Currently, more than 600,000 Americans have suffered serious injuries due to over exertion or repetitive on-the-job motions. That’s 600,000 valuable employees missing work, 600,000 using up their health insurance and 600,000 potentially claiming disability or taking legal action against their workplace for on-the-job injury. In the end, these musculoskeletal disorders (MSDs) account for 34% of lost workdays and directly cost the organization an estimated $20 billion.

For healthcare workers in particular, ergonomic risks have increased due to the prevalence of more severely ill patients populating hospitals and nursing homes. The very nature of healthcare workers’ jobs forces them into awkward positions, just to deliver the same level of care to heavier or more ill and immobile patients. However, happily solutions have slowly begun to filter into facility workers’ everyday practices and on-the-job tools that help to either reduce or eliminate ergonomic distress and its dire, long-term repercussions.

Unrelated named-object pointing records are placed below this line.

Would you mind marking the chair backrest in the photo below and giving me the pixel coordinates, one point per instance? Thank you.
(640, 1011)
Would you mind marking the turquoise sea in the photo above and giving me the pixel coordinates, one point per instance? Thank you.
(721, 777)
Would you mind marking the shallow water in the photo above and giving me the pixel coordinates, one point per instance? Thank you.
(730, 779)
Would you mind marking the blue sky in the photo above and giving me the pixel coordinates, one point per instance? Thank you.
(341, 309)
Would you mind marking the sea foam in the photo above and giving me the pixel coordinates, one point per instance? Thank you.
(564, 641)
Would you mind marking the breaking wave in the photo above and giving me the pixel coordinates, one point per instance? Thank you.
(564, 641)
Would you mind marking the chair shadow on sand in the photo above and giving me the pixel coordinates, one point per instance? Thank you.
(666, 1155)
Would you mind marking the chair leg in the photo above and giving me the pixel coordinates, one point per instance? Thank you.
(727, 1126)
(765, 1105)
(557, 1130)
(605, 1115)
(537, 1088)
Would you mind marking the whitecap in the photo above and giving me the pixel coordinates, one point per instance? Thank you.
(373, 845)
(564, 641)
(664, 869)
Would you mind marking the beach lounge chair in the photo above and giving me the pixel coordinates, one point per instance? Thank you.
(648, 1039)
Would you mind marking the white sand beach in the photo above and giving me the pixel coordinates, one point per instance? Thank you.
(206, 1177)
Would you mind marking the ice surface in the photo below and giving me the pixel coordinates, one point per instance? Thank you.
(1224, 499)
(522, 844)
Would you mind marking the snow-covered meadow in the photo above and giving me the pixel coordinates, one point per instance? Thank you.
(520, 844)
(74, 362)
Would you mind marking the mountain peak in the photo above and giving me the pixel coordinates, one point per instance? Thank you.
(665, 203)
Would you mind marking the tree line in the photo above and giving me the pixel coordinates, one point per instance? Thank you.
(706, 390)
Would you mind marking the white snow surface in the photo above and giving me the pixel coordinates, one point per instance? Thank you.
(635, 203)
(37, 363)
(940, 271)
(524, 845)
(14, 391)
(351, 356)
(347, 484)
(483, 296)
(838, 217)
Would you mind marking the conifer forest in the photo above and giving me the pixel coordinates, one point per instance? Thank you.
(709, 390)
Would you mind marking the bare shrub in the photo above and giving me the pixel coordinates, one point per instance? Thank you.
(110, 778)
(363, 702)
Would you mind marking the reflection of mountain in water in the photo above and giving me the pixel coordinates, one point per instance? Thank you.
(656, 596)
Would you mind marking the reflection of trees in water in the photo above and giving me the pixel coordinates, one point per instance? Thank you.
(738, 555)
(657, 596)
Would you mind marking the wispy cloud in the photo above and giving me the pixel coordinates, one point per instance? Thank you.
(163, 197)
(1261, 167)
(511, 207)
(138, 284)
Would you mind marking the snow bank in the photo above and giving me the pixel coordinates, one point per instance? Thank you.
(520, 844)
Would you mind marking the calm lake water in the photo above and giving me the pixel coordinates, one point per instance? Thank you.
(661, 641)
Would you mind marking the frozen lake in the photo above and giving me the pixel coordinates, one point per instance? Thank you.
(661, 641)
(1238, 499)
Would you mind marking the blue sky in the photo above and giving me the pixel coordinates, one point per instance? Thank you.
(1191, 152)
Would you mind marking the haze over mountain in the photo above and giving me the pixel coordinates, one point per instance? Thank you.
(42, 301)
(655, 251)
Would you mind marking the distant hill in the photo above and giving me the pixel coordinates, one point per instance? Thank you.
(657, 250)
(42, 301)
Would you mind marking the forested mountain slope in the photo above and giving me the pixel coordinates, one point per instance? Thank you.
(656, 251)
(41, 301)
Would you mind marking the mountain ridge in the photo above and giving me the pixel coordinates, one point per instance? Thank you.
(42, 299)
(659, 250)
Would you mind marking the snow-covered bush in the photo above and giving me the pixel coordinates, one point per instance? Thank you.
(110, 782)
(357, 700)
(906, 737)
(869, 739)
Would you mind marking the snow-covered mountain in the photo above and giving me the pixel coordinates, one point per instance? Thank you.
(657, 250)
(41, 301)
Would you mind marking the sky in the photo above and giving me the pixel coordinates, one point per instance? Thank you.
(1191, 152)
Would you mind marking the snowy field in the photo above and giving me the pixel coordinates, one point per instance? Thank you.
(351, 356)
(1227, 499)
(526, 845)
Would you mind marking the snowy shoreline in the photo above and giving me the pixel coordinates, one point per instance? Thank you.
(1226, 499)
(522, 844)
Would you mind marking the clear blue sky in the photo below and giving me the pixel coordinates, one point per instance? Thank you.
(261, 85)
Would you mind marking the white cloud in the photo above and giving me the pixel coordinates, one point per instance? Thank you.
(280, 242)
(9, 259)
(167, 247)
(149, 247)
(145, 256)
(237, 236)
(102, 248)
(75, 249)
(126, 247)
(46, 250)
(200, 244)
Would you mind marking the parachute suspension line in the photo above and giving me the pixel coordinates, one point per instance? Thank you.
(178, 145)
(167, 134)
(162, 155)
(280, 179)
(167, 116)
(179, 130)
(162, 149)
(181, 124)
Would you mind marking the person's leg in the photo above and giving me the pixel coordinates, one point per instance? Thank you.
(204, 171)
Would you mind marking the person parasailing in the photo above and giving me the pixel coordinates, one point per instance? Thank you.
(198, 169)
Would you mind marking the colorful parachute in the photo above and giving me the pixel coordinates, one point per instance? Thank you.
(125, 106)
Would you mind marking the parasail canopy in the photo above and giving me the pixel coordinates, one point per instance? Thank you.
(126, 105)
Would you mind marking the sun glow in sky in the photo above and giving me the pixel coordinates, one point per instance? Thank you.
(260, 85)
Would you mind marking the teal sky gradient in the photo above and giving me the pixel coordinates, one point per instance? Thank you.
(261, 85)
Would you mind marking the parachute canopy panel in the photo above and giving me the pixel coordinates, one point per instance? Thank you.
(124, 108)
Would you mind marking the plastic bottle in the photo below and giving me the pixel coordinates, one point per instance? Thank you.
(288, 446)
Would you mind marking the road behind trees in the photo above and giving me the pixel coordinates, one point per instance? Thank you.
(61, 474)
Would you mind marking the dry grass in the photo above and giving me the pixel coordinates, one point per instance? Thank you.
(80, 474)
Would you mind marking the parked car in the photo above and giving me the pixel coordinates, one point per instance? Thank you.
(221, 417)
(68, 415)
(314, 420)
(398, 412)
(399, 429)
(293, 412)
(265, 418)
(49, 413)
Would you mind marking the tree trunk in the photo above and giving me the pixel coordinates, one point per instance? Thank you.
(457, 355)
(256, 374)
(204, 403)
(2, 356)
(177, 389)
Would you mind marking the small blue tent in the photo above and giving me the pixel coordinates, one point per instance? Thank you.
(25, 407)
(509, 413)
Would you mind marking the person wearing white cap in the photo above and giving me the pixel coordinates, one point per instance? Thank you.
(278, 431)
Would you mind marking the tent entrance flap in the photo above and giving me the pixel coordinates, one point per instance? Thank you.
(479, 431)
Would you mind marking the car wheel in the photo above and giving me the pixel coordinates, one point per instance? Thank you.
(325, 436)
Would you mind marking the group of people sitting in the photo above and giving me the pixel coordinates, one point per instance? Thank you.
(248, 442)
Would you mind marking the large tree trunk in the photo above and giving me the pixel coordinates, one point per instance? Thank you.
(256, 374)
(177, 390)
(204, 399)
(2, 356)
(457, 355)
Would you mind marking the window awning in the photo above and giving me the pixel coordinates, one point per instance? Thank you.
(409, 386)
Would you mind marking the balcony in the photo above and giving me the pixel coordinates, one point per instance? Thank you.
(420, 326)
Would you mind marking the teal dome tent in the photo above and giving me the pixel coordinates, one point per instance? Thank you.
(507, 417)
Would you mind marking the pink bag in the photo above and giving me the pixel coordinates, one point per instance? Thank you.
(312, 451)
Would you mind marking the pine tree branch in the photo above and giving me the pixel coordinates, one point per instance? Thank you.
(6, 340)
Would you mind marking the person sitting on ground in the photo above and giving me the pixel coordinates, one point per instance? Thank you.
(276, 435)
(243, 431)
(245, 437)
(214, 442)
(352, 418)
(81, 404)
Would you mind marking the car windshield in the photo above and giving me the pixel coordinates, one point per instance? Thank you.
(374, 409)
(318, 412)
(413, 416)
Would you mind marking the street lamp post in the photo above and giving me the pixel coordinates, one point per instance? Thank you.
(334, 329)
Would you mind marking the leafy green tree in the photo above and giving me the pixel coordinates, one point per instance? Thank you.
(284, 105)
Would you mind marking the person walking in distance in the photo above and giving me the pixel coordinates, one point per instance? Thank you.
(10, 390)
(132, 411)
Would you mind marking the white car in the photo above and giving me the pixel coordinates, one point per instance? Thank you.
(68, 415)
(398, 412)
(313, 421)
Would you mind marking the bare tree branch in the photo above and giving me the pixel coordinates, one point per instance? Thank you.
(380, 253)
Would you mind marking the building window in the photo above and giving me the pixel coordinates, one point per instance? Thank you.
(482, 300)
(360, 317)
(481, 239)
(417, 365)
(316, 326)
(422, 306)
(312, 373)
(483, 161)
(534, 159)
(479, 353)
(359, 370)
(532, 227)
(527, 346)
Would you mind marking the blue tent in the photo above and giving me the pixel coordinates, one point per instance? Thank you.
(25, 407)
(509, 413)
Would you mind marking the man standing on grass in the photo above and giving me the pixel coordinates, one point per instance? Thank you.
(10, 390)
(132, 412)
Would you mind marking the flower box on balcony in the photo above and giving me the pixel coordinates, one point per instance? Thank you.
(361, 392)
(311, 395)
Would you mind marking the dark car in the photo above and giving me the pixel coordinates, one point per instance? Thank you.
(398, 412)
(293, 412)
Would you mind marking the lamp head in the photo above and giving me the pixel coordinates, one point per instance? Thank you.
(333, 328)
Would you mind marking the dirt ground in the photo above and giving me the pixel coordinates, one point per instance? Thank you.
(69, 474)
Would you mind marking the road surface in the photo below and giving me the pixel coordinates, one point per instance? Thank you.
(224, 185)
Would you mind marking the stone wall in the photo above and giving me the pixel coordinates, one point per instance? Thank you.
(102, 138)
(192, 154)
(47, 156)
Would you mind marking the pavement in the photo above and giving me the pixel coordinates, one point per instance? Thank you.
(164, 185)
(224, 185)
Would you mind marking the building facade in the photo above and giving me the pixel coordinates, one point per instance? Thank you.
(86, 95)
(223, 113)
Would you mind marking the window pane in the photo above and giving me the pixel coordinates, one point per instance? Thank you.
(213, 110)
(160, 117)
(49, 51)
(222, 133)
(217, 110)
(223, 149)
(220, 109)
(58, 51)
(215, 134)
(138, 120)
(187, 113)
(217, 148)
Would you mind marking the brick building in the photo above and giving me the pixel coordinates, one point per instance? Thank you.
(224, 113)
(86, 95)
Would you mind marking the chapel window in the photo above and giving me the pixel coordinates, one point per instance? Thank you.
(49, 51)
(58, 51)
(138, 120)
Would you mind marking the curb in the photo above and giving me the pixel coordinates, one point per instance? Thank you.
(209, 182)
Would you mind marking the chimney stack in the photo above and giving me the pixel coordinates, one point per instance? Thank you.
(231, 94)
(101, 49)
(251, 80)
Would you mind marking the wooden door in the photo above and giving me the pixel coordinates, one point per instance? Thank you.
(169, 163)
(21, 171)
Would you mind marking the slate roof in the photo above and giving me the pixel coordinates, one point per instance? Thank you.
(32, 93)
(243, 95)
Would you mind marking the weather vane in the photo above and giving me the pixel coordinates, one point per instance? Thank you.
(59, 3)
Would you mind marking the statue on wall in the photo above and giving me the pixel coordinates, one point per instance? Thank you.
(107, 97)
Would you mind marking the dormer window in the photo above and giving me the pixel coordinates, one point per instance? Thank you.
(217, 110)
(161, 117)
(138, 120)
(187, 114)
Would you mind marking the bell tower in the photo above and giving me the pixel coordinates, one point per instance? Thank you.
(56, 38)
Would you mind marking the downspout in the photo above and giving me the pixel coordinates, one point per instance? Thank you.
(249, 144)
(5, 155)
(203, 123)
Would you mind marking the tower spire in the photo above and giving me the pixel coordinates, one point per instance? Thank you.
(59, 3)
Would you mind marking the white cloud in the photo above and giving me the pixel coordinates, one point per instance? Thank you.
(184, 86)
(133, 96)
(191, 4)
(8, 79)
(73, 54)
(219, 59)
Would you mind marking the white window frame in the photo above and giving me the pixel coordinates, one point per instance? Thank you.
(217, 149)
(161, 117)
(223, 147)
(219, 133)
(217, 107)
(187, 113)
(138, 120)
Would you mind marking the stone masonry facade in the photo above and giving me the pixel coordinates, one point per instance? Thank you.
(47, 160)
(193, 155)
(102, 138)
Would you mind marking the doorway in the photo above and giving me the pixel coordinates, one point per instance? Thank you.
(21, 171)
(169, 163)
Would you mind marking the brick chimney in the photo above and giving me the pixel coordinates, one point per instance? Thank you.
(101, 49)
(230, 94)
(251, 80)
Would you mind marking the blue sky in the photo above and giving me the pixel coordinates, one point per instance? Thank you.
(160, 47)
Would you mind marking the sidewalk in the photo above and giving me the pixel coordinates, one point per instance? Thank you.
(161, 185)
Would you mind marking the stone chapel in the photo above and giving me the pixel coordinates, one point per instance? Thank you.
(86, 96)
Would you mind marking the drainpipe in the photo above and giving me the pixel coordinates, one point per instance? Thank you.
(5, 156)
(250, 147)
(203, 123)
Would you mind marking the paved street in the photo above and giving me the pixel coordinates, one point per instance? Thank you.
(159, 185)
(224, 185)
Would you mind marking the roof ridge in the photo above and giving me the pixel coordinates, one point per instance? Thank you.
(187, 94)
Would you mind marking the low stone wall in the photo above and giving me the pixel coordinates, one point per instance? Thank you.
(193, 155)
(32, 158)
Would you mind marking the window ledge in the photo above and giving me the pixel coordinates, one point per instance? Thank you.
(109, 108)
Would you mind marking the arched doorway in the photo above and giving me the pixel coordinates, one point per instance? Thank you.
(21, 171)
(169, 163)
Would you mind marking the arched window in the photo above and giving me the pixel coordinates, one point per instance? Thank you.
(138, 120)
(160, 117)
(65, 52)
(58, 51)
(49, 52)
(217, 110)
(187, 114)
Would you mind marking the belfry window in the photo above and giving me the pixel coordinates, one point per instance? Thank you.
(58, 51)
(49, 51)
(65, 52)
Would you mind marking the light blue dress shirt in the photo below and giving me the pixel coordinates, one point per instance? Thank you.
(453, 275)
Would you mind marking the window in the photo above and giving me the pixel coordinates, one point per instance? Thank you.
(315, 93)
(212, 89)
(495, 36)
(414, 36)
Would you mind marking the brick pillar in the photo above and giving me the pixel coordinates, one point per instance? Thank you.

First, in order to intercept or correct improper ergonomics, it is important for facility managers to:

  • Recognize workplace risk factors and understand general methods for controlling them
  • Identify the signs and symptoms of ergonomic disorders associated with your site’s risk factors
  • Become familiar with your healthcare facility’s medical procedures
  • Know your facility’s process for and role in addressing and controlling risk factors
  • Master your facility’s procedures for reporting risk factors and ergonomic disorders, including who should receive the reports

These are the first steps to creating a standardized program of ergonomic work safety assurance. Establishing a baseline control measure and related job analysis will help healthcare workers and managers by properly outlining how to evaluate ergonomic risk in the workplace. This includes identifying departments,  areas and jobs with risk factors through a records review. Once facility leadership have developed a standard method for review and solution discovery, new and more ergonomically correct methods of and tools for job performance may be developed and mandated for workers across the board. Additionally, workers may now begin understanding how to recognize problems as they go about their typical workday. From here, they may begin developing solutions to problems as they encounter them, instead of waiting for issues to create a more serious, negative impact down the line.